Précisons que ces études décoloniales ont influencé les politiques équatorienne et bolivienne et ont amené à l’inscription d’un droit à la nature dans la législation de ces deux états. Le concept du Buen Vivir / Vivir Bien s’est vu élevé au rang institutionnel depuis sa mise en Constitution en 2008 (Equateur) et 2009 (Bolivie). Celui-ci émerge des cosmogonies andines et amazoniennes faisant référence à un Vivre-ensemble en harmonie avec la nature selon un principe d’interdépendance et d’interconnexion. Ce concept est présenté par les acteurs politiques comme un nouveau paradigme de développement visant à décoloniser l’État, la pensée, l’éducation, la nature et donc à repenser l’exploitation des ressources naturelles ainsi que le système économique. Ces études décoloniales nous propose ainsi de renouveler les manières de penser et d’envisager notre rapport à la nature.

Nous vous présenterons ainsi deux ouvrages qui puisent dans les épistémologies indigènes et qui proposent une lecture décentrée pour aborder les problématiques socio-environnementales.

ACOSTA Alberto, 2014.

Le Buen Vivir. Pour imaginer d’autres mondes. Amérique Latine, Paris, UTOPIA, pp 186.

ESCOBAR, Arturo, 2018.

Sentir-Penser avec la terre. L’écologie au-delà de l’Occident. Paris. Editions du Seuil, (éd. Unaula, Medellin, 2014), pp 225.

Arturo Escobar, anthropologue d’origine colombienne, travaille sur les tensions entre le monde occidental et les mondes indigènes à partir des concepts d’ontologie politique et d’ontologie écologique. Ils critiquent la « colonisation du savoir » et puisse dans les épistémologies du Sud. Selon lui, la crise écologique menace non pas « la nature mais les conditions même de l’habitabilité du monde et de la reproduction de la vie » (Acosta, 2018, p.12). Les savoirs autochtones se voient alors mobilisés comme une forme de résistance à la modernisation (Escobar, 2018). Les travaux d’Arturo Escobar s’opposent à la notion même de développement qui est selon lui intégré dans des logiques politiques prédatrices de la Nature, déjouant ainsi toute forme de responsabilité, d’émotivité et de réciprocité à son égard. Son concept de « plurivers » amène à reconsidérer cette perception du développement.

Alberto Acosta, quant à lui, est économiste équatorien, ancien ministre des énergies, il analyse les inégalités sociales comme une conséquence du système capitaliste et du mythe du progrès. La conquête hispanique et, dans la continuité, le modèle néolibéral, ont engendré un pillage des ressources naturelles (Acosta, 2014). Dans cette forme d’organisation sociale anthropocentrique, les humains sont devenus extérieurs à la nature. Pour Alberto Acosta, la Nature est une construction sociale, un concept produit par l’homme qui le sépare de cette entité (Acosta, 2013).

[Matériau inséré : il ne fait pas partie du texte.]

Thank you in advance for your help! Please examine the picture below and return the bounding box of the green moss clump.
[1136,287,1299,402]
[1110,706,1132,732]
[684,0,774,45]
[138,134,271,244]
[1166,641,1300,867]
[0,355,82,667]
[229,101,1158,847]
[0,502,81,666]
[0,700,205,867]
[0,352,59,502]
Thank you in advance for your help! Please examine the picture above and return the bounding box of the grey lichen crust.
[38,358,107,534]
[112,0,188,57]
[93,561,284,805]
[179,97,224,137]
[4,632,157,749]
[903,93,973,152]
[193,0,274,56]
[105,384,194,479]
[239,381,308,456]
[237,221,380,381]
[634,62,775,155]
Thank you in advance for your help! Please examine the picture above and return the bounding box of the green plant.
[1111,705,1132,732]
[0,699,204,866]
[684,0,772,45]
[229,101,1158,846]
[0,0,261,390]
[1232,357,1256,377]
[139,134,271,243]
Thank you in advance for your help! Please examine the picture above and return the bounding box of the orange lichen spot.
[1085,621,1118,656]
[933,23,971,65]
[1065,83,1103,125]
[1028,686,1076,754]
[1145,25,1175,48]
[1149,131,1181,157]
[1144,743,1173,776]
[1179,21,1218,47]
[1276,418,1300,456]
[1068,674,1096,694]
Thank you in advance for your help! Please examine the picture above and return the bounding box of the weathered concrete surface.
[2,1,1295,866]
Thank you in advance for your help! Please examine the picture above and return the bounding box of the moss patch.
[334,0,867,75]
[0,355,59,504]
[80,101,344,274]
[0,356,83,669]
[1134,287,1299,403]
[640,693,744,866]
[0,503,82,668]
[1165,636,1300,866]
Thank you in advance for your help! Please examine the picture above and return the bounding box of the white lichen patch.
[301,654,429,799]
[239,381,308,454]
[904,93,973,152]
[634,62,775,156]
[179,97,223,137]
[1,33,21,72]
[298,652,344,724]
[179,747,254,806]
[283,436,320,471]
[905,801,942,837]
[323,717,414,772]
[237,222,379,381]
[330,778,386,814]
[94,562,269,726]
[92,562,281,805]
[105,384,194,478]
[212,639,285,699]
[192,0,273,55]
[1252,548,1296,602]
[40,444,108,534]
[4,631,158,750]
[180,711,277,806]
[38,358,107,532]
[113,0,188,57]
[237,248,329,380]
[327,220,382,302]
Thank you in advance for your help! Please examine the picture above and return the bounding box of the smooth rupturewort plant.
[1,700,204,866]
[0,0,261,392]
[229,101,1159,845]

Jordie Blanc Ansari est anthropologue et enseignante ATER à l’Université de La Rochelle. Sa thèse en anthropologie, réalisée à l’Université Sorbonne Nouvelles Paris 3 et au Centre de Recherche et de Documentation sur les Amériques (CREDA – UMR 7227), portait sur l’appropriation sociale et politique du concept du Vivir Bien en Bolivie à partir d’une méthode participative par l’image, sous la direction de Franck Poupeau.